No solo el sol y la genética influyen en la aparición de arrugas. La forma en que dormimos también juega un papel clave en el envejecimiento de la piel. Dos expertos en dermatología y medicina estética, el doctor Lucas Ponti Concetti y el doctor Ortiz, explican cómo la postura al dormir puede generar líneas de expresión, flacidez y asimetrías faciales, y qué hacer para prevenirlas.
Postura al dormir y arrugas: ¿qué dice la ciencia?
El doctor Lucas Ponti Concetti, director médico de Amuna Vitality Clinic, explica: "Dormir de lado o boca abajo somete la piel del rostro a presión y pliegues repetidos durante horas. Con el tiempo, esto favorece arrugas mecánicas y flacidez localizada. Dormir boca arriba es la postura más respetuosa con la piel, ya que no deforma los tejidos".
Por su parte, el doctor Ortiz, director médico de Clínica Hélia, añade: "Dormir boca abajo es lo más perjudicial porque genera compresión directa del rostro durante horas, arrugas de aplastamiento que, con el tiempo, se vuelven permanentes, asimetrías faciales progresivas y mayor flacidez en mejillas, surco nasogeniano y contorno mandibular. Dormir de lado provoca arrugas verticales u oblicuas en mejillas y contorno ocular y también contribuye a la pérdida de simetría con los años".
Ambos especialistas coinciden en que la postura más recomendable es boca arriba: "Evita la compresión facial, disminuye las arrugas por presión, ayuda a mantener la simetría, favorece el drenaje facial y reduce la flacidez inducida por la gravedad", afirma el doctor Ortiz.
Cómo identificar las 'arrugas del sueño'
No todas las líneas de expresión son iguales. Según el doctor Ponti Concetti, "suelen ser asimétricas, aparecen más en un solo lado del rostro y tienen una dirección vertical u oblicua. Se localizan sobre todo en mejillas, surco nasogeniano y contorno mandibular, a diferencia del envejecimiento solar, que es más homogéneo".
El doctor Ortiz completa la explicación: "Los pliegues y arrugas en los surcos nasogenianos suelen ser debidos a malas posturas durante el sueño, no solo al paso del tiempo o a la exposición solar".
¿Es bueno dormir siempre del mismo lado?
"Dormir siempre apoyando el rostro sobre el mismo lado no es un gesto tan inocente como parece", advierte el doctor Ortiz. "Con el tiempo, esa presión constante puede dejar huella en la piel y en los tejidos profundos. Zonas como los pómulos, la mandíbula, las cejas, las mejillas o incluso el mentón son especialmente sensibles. El resultado es un envejecimiento desigual, donde un lado del rostro puede verse más marcado o más caído que el otro".
El doctor Ponti Concetti coincide: "Sí, con los años puede contribuir a la aparición de asimetrías, especialmente en mejillas, pómulos, mandíbula y zona periocular. La piel y los tejidos se adaptan a los estímulos repetidos".

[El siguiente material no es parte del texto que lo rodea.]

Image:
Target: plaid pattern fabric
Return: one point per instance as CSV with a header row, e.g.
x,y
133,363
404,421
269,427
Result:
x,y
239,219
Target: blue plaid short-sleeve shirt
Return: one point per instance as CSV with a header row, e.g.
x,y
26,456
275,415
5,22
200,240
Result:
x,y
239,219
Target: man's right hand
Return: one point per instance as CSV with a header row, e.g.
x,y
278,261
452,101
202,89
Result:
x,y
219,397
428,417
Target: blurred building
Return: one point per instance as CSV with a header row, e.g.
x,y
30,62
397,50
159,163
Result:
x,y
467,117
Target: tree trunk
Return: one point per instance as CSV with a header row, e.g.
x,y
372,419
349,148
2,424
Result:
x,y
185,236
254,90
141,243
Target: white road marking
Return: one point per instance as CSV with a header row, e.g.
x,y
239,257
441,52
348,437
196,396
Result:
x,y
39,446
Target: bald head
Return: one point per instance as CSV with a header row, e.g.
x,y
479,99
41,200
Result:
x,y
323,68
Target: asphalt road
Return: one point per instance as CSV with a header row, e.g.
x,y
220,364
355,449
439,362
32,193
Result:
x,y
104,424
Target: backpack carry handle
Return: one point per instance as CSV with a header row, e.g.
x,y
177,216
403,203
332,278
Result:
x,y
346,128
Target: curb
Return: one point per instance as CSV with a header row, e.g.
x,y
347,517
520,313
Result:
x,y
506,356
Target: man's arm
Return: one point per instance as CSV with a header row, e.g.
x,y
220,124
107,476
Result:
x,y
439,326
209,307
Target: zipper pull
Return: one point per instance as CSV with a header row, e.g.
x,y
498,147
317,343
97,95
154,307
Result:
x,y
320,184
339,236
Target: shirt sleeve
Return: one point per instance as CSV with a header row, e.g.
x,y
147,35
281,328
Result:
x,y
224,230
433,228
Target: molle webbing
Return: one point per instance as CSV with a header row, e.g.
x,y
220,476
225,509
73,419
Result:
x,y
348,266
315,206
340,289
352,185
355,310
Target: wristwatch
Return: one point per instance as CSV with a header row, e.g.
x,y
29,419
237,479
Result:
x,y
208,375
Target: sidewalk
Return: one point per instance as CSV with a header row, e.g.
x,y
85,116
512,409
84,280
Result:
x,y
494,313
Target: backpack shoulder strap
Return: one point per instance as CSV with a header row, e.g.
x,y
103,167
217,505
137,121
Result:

Prevención y tratamientos: cómo cuidar la piel mientras dormimos
Para minimizar los efectos de las posturas nocturnas, ambos expertos recomiendan hábitos sencillos pero efectivos:
- Priorizar siempre un buen descanso y, cuando sea posible, dormir boca arriba.
- Usar almohadas ergonómicas y fundas de seda o satén para reducir la fricción.

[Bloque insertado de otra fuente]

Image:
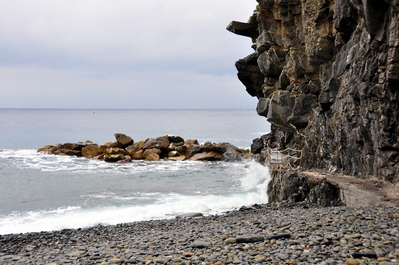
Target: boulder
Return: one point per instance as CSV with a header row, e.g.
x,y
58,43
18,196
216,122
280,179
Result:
x,y
152,157
123,140
48,149
138,155
131,149
175,139
177,158
207,156
152,151
91,151
173,145
113,158
193,149
162,142
150,143
212,147
67,149
115,150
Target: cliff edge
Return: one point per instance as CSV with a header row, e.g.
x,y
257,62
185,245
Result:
x,y
326,74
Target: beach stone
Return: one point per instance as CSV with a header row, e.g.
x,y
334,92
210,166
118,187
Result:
x,y
278,236
123,140
116,260
250,238
201,244
189,215
230,240
351,261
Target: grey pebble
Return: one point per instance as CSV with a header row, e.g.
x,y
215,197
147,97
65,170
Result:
x,y
265,234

- Mantener la piel bien hidratada antes de dormir y cuidar la rutina facial nocturna.
En cuanto a tratamientos estéticos, el doctor Ortiz señala:
- El ácido hialurónico aplicado estratégicamente permite corregir pequeños surcos y equilibrar el rostro.
- Tecnologías como radiofrecuencia, láseres médicos y peelings profesionales aportan resultados muy visibles.
El doctor Ponti Concetti enfatiza que un enfoque combinado es clave: El abordaje con láser ablativo, mesoterapia, PRP con dermapen y ácido hialurónico, siempre acompañado de un cambio de los hábitos de descanso, es el más eficaz para prevenir y tratar las arrugas del sueño".
Recomendaciones finales
Detectar las arrugas del sueño a tiempo y adoptar medidas preventivas permite mantener un rostro armonioso y saludable", concluye el doctor. Ortiz. "Una buena hidratación, nutrición equilibrada, cuidado de la piel y técnicas de biorregeneración celular como el PRP son herramientas fundamentales para retrasar el envejecimiento".
El mensaje es claro: no basta con cuidar la piel durante el día. Dormir bien y en la postura adecuada puede marcar la diferencia en la juventud de nuestro rostro.